Casino gambling in Pennsylvania could expand beyond casino walls in the future.
At a state Senate committee hearing in Harrisburg on Tuesday, online gaming was discussed as a way to keep Pennsylvania casinos competitive with the growing number of casinos in surrounding states.
One casino representative said, though, that attracting youth to online gambling would be “our Joe Camel moment,” referring to claims in the 1990s that the R.J. Reynolds Tobacco Co. used the cartoon figure to attract young smokers.
Mike Bean, president of the Mohegan Sun at Pocono Downs in Plains Township, did not attend the hearing, but when contacted later, he said Mohegan Sun would favor online gaming.
“We support the concept of online gaming to the extent that it is limited to the authorized brick-and-mortar casinos in the state of Pennsylvania,” Bean said.
The Senate Community, Economic and Recreational Development Committee, chaired by state Sen. Kim Ward, R-Westmoreland, held the hearing to discuss the findings in a report titled “The Current Condition and Future Viability of Casino Gaming in Pennsylvania.”
It was commissioned by the Joint Legislative Budget and Finance Committee, a joint committee of the General Assembly. Econsult Solutions of Philadelphia conducted the study and compiled the report.
Econsult Solutions President Stephen P. Mullin told the committee the state should see what it could do to reduce the overall burden on casinos. He said regulatory reforms would give casinos greater ability to be competitive.
The report notes gaming tax revenues grew each year from 2007 to 2012, exceeding $1.4 billion annually, but fell slightly last year by about 4 percent, with 92 percent of tax revenue generated by the state’s casinos in 2013 coming from slot earnings. The state’s 12 casinos generated $3.1 billion in total revenue in 2013.
Citing the report, Mullin said that when casinos first opened in Pennsylvania in 2006, New Jersey, Delaware and West Virginia had commercial casinos and New York had Native American casinos.
Since then, Maryland, New York and Ohio have opened casinos, and more are expected to open in each of those states in the next few years. In addition, three more casinos are expected to open this year in Pennsylvania.
The new out-of-state casinos include four opening in New York sometime in the next few years, two that were opened in Ohio in late 2013 and three more opening this year, and two opening in Maryland in the next few years. The increased competition is expected to decrease Pennsylvania casino revenues by $156 million, about a 4 percent to 5 percent reduction, by the year 2020.

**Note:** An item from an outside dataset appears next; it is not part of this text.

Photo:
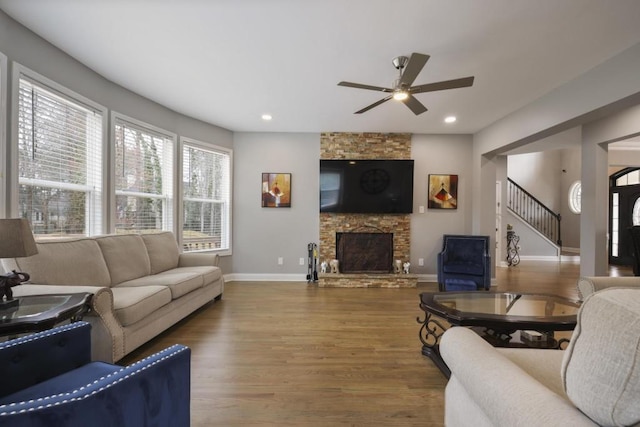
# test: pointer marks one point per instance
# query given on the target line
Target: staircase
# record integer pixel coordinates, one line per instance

The report states a more speculative possibility is that New Jersey will add casinos to Camden and the Meadowlands, which would reduce Pennsylvania casino revenues by another $210 million, approximately 6 to 7 percent less than where they would be otherwise.
According to the report, if Pennsylvania authorized online gaming, ongoing revenues of $307 million, generating $113 million in annual tax revenues, appear realistic.
Revenues from online poker are estimated at $129 million and from online casino games, $178 million. Other opportunities discussed in the report for expanded gaming include sports betting, fantasy sports, prediction markets, small games of chance and slots in airports.
Adam Ozimek, Ph.D., director of research and a senior economist with Econsult Solutions, said the company’s study recommends the following changes:
• Allow alcohol sales beyond 2 a.m.;
• Improve the approval time for new games;
• Allow more flexibility in table game rules;
• Allow for cash advance with credit cards on the gaming floor;
• Allow players to cash third-party checks and personal checks for more than $2,500;
• Decrease required state police presence;
• Investigate the potential for decreasing the cost of regulatory bodies;
• Allow more flexibility for staffing requirements, and remove or decrease non-gaming vendor certification.
William J. Ryan Jr., chairman of the Pennsylvania Gaming Control Board, said enforcement of the rules protects patrons. He said, though, the board would be willing to review the check-cashing limit.
He said the state should allow online gaming only if it is operating by a registered vendor.
Mullin said online gaming wouldn’t hurt the casinos.
“The net effect of online gaming would complement on-site gaming,” he said.
But Andrew Abboud, senior vice president for government relations and community development for Las Vegas Sands Corp., which operates the Sands Casino Resort Bethlehem, said it would be a mistake for the gaming industry to allow online gaming, which would draw young gamblers and expose casinos to potential lawsuits.
He said if the industry allows online gambling, “this is our Joe Camel moment.”